This page contains all important information about the batch system Slurm, that you will need to run software on the HLRN. It does not contain every feature that Slurm has to offer. For that, please consult the official documentation and the man pages.
Submission of jobs mainly happens via the sbatch
command using jobscript, but interactive jobs and node allocations are also possible using srun
or salloc
. Resource selecttion (e.g. number of nodes or cores) is handled via command parameters, or may be specified in the job script.
Partitions
Partition | Location | Max. walltime | Nodes | Max. nodes per job | Max jobs per user | Memory physical | Memory allowed | Remark |
---|---|---|---|---|---|---|---|---|
standard96 | Lise | 12:00:00 | 952 | 256 | (var) | 384 GB | 362 GB | normal nodes, default partition |
standard96:test | Lise | 1:00:00 | 32 dedicated +128 on demand | 16 | 1 | 384 GB | 362 GB | normal test nodes with higher priority but lower walltime |
large96 | Lise | 12:00:00 | 28 | 4 | (var) | 768 GB | 747 GB | fat nodes |
large96:test | Lise | 1:00:00 | 2 dedicated +2 on demand | 2 | 1 | 768 GB | 747 GB | fat test nodes with higher priority but lower walltime |
large96:shared | Lise | 48:00:00 | 2 dedicated | 1 | (var) | 768 GB | 747 GB | fat nodes for data pre- and postprocessing |
huge96 | Lise | 24:00:00 | 2 | 1 | (var) | 1536 GB | 1522 GB | very fat nodes for data pre- and postprocessing |
medium40 | Emmy | 12:00:00 | 368 | 128 | unlimited | 384 GB | 362 GB | normal nodes, default partition |
medium40:test | Emmy | 1:00:00 | 16 dedicated +48 on demand | 8 | unlimited | 380 GB | 747 GB | normal test nodes with higher priority but lower walltime |
large40 | Emmy | 12:00:00 | 11 | 4 | unlimited | 768 GB | 747 GB | fat nodes |
large40:test | Emmy | 1:00:00 | 3 | 2 | unlimited | 768 GB | 765 GB | fat test nodes with higher priority but lower walltime |
large40:shared | Emmy | 24:00:00 | 2 | 1 | unlimited | 768 GB | 765 GB | for data pre- and postprocessing |
gpu | Emmy | 12:00:00 | 1 | 1 | unlimited | equipped with 4 x NVIDIA Tesla V100 32GB |
If you do not request a partition, you will be placed on to the default partition, which is standard96 in Berlin and medium40 in Göttingen.

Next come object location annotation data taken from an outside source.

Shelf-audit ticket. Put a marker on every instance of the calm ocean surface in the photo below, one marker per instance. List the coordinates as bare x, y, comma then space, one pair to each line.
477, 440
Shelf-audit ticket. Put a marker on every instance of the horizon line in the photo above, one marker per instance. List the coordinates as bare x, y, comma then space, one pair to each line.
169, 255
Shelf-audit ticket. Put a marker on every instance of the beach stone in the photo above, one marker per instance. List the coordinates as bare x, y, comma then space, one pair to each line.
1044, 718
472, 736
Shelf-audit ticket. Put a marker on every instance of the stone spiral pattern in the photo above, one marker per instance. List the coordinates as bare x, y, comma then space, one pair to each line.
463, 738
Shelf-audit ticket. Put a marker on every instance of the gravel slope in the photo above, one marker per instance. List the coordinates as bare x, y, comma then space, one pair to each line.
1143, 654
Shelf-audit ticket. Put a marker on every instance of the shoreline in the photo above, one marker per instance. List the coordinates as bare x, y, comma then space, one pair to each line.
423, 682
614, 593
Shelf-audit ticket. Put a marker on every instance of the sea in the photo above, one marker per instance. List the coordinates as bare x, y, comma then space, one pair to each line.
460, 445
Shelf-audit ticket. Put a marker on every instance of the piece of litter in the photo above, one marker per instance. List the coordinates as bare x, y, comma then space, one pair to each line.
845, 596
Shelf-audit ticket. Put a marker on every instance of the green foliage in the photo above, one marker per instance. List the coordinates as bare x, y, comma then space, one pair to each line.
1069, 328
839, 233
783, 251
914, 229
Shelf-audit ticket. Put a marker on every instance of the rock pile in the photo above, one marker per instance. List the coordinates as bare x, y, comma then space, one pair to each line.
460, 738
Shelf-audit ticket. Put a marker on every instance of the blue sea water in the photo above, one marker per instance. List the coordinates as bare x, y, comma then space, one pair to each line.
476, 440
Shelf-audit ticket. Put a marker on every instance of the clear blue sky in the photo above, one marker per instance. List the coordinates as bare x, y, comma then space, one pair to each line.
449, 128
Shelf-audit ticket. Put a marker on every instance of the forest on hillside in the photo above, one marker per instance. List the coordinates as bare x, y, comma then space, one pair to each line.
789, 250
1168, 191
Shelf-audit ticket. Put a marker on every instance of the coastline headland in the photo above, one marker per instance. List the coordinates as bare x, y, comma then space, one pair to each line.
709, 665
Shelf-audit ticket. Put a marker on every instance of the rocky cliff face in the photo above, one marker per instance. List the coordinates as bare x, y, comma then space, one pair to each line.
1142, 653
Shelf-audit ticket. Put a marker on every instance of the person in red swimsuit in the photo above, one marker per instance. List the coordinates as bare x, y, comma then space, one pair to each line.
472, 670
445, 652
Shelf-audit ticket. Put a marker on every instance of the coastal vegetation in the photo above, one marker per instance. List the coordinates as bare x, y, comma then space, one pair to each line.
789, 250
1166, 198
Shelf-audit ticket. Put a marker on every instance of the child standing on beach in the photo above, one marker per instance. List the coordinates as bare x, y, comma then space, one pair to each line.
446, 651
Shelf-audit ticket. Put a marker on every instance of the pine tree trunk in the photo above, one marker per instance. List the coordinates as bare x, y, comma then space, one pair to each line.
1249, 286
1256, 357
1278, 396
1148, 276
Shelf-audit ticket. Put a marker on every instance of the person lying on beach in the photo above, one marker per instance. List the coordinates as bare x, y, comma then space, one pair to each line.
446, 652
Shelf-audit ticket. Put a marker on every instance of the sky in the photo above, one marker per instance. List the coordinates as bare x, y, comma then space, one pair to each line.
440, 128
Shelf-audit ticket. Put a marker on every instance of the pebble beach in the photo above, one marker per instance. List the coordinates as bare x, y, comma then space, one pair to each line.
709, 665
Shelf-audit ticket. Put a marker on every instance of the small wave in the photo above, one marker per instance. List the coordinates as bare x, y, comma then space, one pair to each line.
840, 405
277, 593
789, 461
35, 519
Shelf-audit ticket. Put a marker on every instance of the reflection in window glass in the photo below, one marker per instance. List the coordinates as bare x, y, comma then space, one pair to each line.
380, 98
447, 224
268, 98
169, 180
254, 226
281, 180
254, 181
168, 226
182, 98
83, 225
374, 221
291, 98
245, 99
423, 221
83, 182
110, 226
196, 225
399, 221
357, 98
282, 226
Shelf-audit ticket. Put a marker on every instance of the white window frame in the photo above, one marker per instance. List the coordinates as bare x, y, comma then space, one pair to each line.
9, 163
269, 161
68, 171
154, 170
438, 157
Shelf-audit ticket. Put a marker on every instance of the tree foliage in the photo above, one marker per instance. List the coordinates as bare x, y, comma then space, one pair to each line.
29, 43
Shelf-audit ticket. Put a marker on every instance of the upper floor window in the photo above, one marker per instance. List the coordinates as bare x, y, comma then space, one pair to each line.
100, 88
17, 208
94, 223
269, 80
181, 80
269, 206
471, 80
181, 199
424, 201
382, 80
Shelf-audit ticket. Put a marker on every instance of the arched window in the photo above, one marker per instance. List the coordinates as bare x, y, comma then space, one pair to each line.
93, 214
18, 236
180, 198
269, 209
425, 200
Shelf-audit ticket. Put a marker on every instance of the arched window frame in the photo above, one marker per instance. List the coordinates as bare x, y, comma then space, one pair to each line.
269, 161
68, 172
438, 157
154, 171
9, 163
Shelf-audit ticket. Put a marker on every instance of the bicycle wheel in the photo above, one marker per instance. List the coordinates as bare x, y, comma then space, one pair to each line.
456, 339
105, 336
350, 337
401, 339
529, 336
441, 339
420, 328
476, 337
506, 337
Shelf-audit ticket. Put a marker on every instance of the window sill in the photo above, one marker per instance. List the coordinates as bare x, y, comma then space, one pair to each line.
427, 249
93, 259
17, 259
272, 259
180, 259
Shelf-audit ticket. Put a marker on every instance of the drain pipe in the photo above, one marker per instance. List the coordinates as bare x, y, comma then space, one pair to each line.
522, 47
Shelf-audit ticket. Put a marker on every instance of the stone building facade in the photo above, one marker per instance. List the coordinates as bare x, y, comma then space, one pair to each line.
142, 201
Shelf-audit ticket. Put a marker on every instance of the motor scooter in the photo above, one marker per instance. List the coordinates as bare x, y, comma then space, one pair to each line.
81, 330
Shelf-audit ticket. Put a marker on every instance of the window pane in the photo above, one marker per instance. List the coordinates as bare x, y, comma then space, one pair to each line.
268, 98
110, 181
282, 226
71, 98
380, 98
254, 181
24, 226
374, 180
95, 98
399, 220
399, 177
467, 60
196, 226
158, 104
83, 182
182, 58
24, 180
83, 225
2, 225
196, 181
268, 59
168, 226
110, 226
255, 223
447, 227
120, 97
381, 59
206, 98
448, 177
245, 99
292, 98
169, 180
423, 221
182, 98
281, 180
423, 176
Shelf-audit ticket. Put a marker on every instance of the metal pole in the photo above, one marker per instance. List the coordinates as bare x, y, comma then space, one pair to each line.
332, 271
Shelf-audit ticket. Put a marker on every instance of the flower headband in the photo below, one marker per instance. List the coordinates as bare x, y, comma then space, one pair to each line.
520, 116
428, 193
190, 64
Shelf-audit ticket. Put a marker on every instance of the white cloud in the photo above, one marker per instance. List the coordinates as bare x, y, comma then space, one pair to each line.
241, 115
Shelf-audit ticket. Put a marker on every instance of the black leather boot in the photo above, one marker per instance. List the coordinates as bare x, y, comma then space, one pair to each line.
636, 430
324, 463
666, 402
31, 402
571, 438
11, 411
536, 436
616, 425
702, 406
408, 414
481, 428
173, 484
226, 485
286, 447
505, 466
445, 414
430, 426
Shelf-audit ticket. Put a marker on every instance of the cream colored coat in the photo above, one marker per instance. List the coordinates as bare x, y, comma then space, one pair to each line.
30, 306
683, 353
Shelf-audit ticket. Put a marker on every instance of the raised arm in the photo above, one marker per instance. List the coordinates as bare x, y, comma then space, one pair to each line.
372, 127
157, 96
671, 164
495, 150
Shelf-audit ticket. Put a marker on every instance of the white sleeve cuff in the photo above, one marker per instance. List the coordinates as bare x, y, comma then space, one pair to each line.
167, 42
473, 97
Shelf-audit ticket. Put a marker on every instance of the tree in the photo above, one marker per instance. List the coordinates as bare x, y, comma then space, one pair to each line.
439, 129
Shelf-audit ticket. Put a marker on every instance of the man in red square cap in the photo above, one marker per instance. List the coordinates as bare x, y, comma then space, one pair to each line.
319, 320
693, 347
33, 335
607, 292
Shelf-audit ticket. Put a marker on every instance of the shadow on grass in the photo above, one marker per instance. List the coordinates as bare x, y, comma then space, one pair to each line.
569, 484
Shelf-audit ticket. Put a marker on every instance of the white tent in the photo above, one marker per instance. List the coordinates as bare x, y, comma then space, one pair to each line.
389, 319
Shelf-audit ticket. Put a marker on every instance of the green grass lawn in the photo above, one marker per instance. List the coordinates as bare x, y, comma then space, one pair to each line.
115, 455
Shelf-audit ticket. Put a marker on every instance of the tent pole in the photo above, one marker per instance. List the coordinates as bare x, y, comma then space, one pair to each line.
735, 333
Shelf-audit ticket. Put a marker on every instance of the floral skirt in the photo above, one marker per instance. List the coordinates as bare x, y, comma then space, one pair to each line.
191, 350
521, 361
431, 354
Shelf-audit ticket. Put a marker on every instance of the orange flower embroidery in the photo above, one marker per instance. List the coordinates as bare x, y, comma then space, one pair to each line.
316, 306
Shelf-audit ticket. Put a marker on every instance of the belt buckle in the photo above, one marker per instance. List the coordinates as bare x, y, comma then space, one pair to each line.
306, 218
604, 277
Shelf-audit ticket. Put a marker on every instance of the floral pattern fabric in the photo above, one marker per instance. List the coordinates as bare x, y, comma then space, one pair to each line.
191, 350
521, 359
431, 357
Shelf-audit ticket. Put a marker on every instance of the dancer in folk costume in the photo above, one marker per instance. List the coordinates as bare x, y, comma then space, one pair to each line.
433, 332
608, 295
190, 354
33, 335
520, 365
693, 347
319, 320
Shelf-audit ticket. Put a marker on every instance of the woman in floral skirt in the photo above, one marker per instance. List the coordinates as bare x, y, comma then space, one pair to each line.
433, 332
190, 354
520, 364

The default partitions are suitable for most calculations. The :test partitions are, as the name suggests, intended for shorter and smaller test runs. These have a higher priotity and a few dedicated nodes, but are limited in time and number of nodes. The :shared nodes are mainly for postprocessing. Nearly all nodes are exclusive to one job, except for the nodes in these :shared partitions.
Parameters
Parameter | Comment | |
---|---|---|
# nodes | -N # | |
# tasks | -n # | |
# tasks per node | --tasks-per-node # | Different defaults between mpirun and srun |
partition | -p <name> | standard96/medium40 |
# CPUs per task | -c # | Default 1, interesting for OpenMP/Hybrid jobs |
Timelimit | -t hh:mm:ss | |
--mail-type=ALL | See sbatch manpage for different types | |
Project/Account | -A <project> | Specify project |
Job Scripts
A job script can be any script that contains special instruction for Slurm. Most commonly used forms are shell scripts, such as bash
or plain sh
. But other scripting languages (e.g. Python, Perl, R) are also possible.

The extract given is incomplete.